There are two historic buildings in Fort Pierce that pay tribute to Florida’s most popular impressionistic landscape artist – the Albert Ernest “Bean” Backus House and the Bean Backus Art Gallery, dedicated to his work.
Bean Backus: Dean of Florida Landscape Artists
While Backus (1906-1990) is viewed by many to be Dean of Florida Landscape Artists, he is widely and incorrectly associated with the rise and story of Florida’s most interesting twentieth century art group – the Florida Highwaymen, a group of vigorous African-American artists who have produced for sixty years over 100,000 landscapes of Florida.
Bean Backus Art Gallery and Museum
While Backus, a white artist of some note by 1960, loved to teach local Fort Pierce artists his deft and bold use of his palette knife to quickly cover his canvas into a colorful masterpiece, he had just one future Highwayman as an art student.
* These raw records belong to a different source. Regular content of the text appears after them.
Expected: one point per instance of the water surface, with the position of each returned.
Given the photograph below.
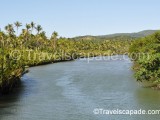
(72, 90)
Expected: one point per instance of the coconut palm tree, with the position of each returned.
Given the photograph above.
(9, 28)
(38, 28)
(54, 38)
(32, 26)
(28, 26)
(17, 24)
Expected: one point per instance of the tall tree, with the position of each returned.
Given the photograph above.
(38, 28)
(9, 28)
(32, 26)
(17, 24)
(28, 26)
(54, 38)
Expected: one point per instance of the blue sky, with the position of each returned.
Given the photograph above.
(83, 17)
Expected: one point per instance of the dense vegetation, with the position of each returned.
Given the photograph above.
(31, 47)
(147, 65)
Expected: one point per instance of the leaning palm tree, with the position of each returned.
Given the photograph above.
(38, 28)
(32, 26)
(17, 24)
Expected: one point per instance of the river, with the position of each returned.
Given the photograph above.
(72, 90)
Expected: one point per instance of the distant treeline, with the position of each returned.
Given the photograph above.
(147, 66)
(30, 46)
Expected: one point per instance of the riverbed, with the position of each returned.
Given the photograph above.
(72, 90)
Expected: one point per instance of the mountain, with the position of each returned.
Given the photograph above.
(118, 35)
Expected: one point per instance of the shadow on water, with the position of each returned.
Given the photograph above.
(148, 98)
(8, 102)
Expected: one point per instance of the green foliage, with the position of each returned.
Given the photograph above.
(148, 67)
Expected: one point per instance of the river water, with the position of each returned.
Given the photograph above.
(72, 90)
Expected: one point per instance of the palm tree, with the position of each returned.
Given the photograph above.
(38, 28)
(17, 24)
(54, 38)
(28, 26)
(9, 28)
(32, 26)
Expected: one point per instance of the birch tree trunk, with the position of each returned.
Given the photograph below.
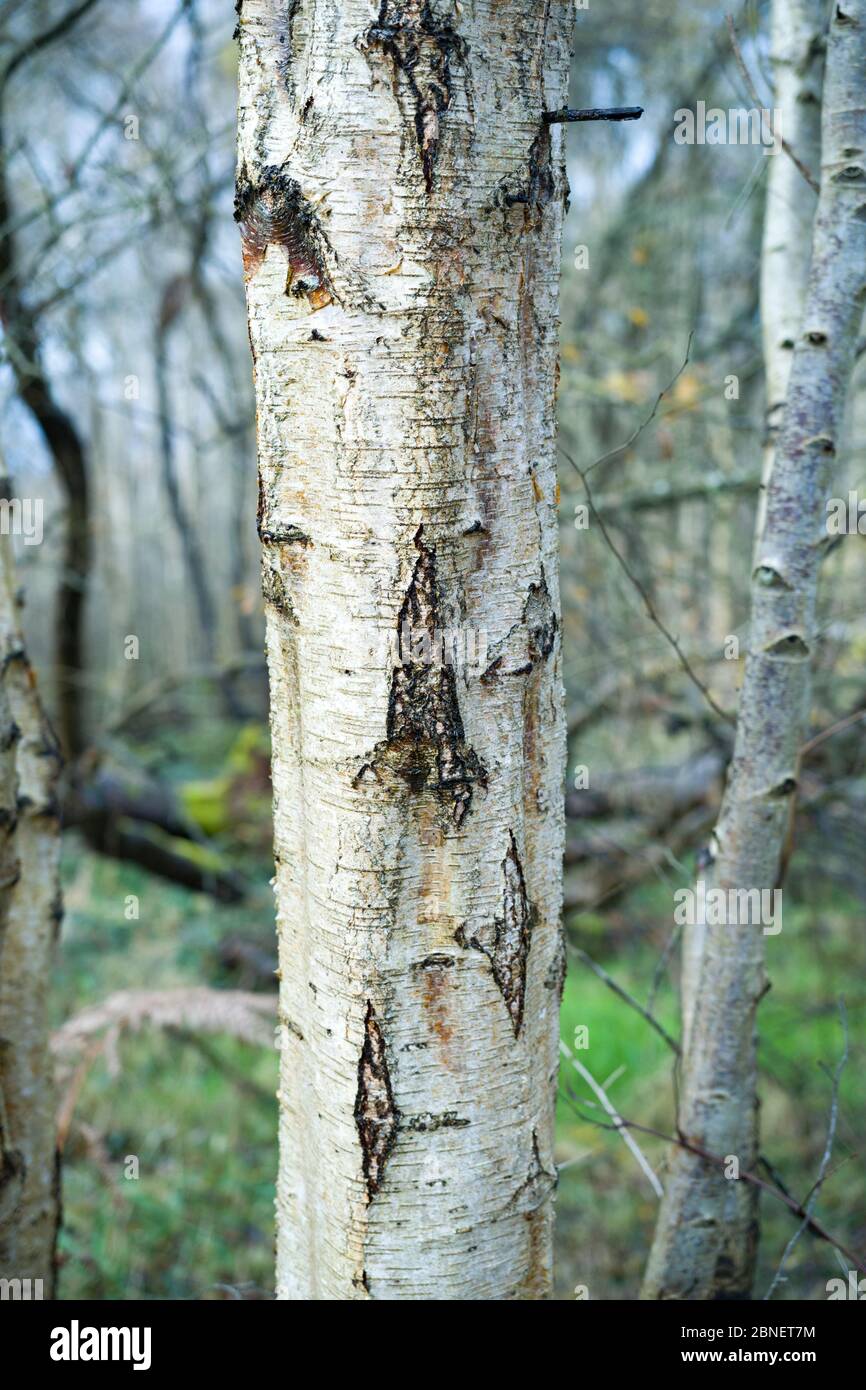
(708, 1226)
(401, 205)
(29, 915)
(797, 56)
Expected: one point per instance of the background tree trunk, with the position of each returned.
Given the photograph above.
(29, 915)
(401, 203)
(708, 1226)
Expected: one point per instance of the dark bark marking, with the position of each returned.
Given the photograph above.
(506, 944)
(274, 211)
(427, 1122)
(424, 729)
(376, 1115)
(555, 977)
(540, 620)
(534, 188)
(530, 641)
(421, 49)
(275, 592)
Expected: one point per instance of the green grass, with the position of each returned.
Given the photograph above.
(198, 1221)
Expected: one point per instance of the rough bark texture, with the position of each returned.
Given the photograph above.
(708, 1226)
(29, 915)
(797, 56)
(401, 205)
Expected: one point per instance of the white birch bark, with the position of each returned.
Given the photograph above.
(797, 57)
(29, 915)
(708, 1225)
(401, 205)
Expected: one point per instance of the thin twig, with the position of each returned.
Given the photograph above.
(745, 1175)
(834, 729)
(826, 1157)
(648, 603)
(637, 434)
(617, 1122)
(756, 102)
(623, 994)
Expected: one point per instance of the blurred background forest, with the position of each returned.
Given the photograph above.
(123, 300)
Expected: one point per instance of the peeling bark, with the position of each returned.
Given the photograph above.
(797, 56)
(407, 477)
(706, 1236)
(506, 943)
(29, 916)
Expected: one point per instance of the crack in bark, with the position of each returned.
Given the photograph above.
(538, 188)
(530, 641)
(273, 210)
(421, 49)
(506, 944)
(424, 729)
(376, 1115)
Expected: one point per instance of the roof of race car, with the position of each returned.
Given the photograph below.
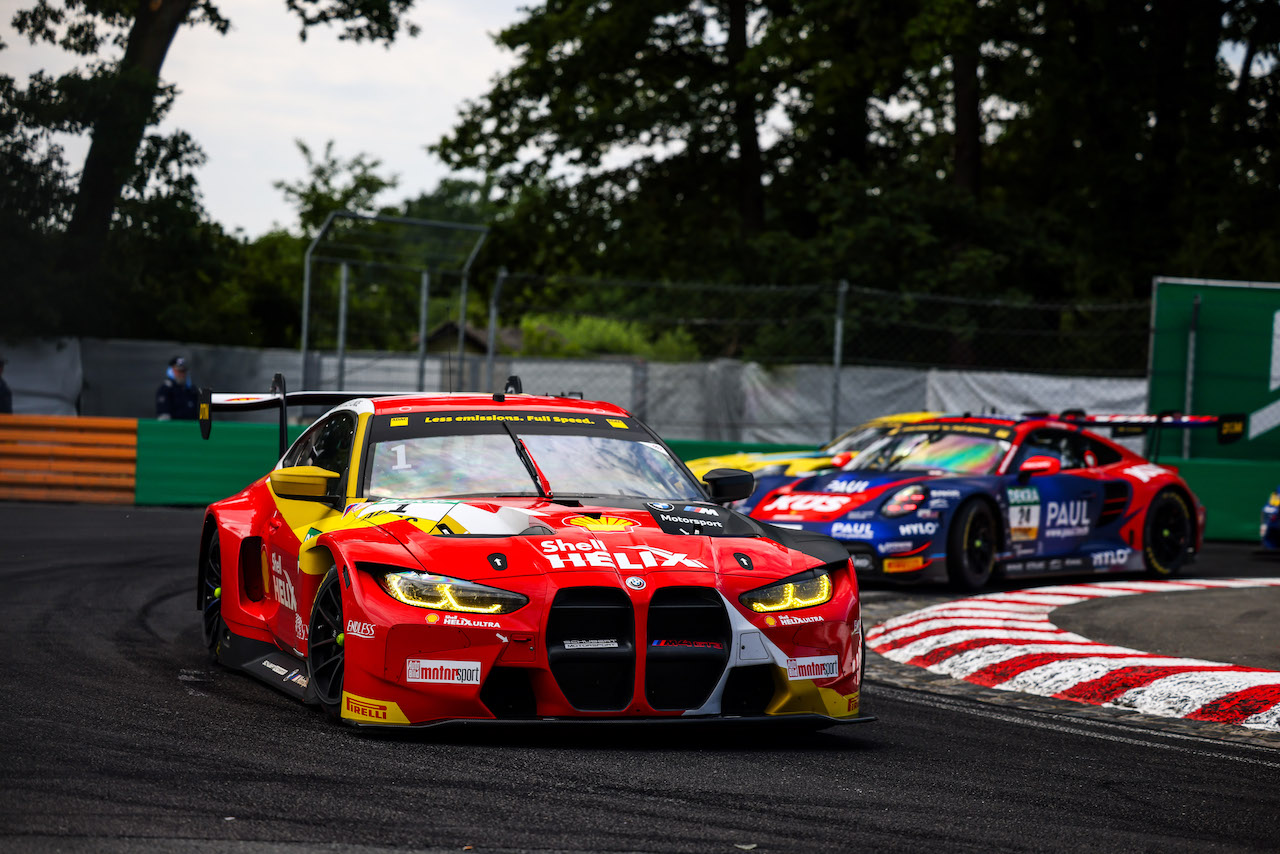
(476, 401)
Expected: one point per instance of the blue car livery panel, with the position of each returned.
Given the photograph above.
(961, 499)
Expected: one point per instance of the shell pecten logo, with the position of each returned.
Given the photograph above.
(602, 524)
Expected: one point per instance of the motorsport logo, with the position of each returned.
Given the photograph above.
(448, 672)
(818, 667)
(685, 520)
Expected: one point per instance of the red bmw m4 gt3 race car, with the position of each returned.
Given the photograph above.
(421, 560)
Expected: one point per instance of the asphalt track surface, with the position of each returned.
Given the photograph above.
(118, 735)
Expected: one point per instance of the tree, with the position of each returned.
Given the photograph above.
(120, 94)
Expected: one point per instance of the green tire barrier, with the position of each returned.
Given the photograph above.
(176, 466)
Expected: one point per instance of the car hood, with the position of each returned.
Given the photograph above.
(629, 537)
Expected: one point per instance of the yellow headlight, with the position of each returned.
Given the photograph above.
(442, 593)
(790, 596)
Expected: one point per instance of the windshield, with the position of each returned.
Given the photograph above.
(935, 450)
(489, 464)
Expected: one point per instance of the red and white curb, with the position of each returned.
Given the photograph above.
(1006, 640)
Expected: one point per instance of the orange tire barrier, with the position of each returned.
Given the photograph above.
(53, 457)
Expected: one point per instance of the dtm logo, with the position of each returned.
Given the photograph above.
(1111, 557)
(280, 585)
(853, 530)
(807, 502)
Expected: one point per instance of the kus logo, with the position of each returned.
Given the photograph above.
(853, 530)
(809, 502)
(817, 667)
(590, 553)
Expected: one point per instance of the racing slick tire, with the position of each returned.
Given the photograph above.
(325, 645)
(214, 628)
(972, 547)
(1168, 534)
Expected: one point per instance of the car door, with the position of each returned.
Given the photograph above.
(1054, 512)
(327, 444)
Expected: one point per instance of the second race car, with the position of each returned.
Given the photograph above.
(965, 498)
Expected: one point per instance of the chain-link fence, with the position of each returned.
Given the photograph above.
(753, 362)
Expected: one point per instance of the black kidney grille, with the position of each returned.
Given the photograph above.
(590, 647)
(688, 647)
But that painter was Alfred Hair, a man with a vision that selling Florida art to tourists was a better occupation than working in a field or digging a ditch.
Hair also realized that an unknown black artist could not sell his work for the $200 Backus made in his studio. Thus, he developed a style which he called “Fast Painting” still emphasizing the bright colors and romantic designs of Florida beaches, roadways, and tropical plants, the type of topics a new Florida resident would be willing to put in their bedroom for $25.
Alfred Hair: THE Highwayman
His paintings sold quickly and soon he was training a half dozen black youths from Fort Pierce to copy his technique. There was no “art movement.” Each artist selected his own topics and designs. Most painting was done in neighborhood backyards. And quantity was the key – sometimes the artists had all-night sessions to produce 20-24 paintings each to distribute the next day to shops and stores along US1
People who own early Highwaymen paintings (I own one), will notice how they saved money by purchasing cheap 4′ by 8′ sheets of Upson board and cutting them into four 2′ by 3′ common size. The frames of Highwaymen works were often made from crown molding purchased as scraps from construction sites. Regular art supplies were rarely used by many of the artists.
Alfred Hair Painting on Upson Board
In 1970 Alfred Hair was murdered in a dispute over a woman, but the twenty-nine-year-old artist had developed a cottage industry that would not stop. By 1994, when promoter Jim Fitch gave them the moniker of The Highwaymen, there were 26 original artists whose works were on display along Florida’s East Coast.
The Highwaymen may have been a mercenary, individualistic group of artisans, but they motivated thousands of new Floridians to paint and draw Florida’s beauty in many mediums. It might be romantic to think these unspoiled landscapes were sold along the Florida roadside, but their impact of Florida art can not be denied.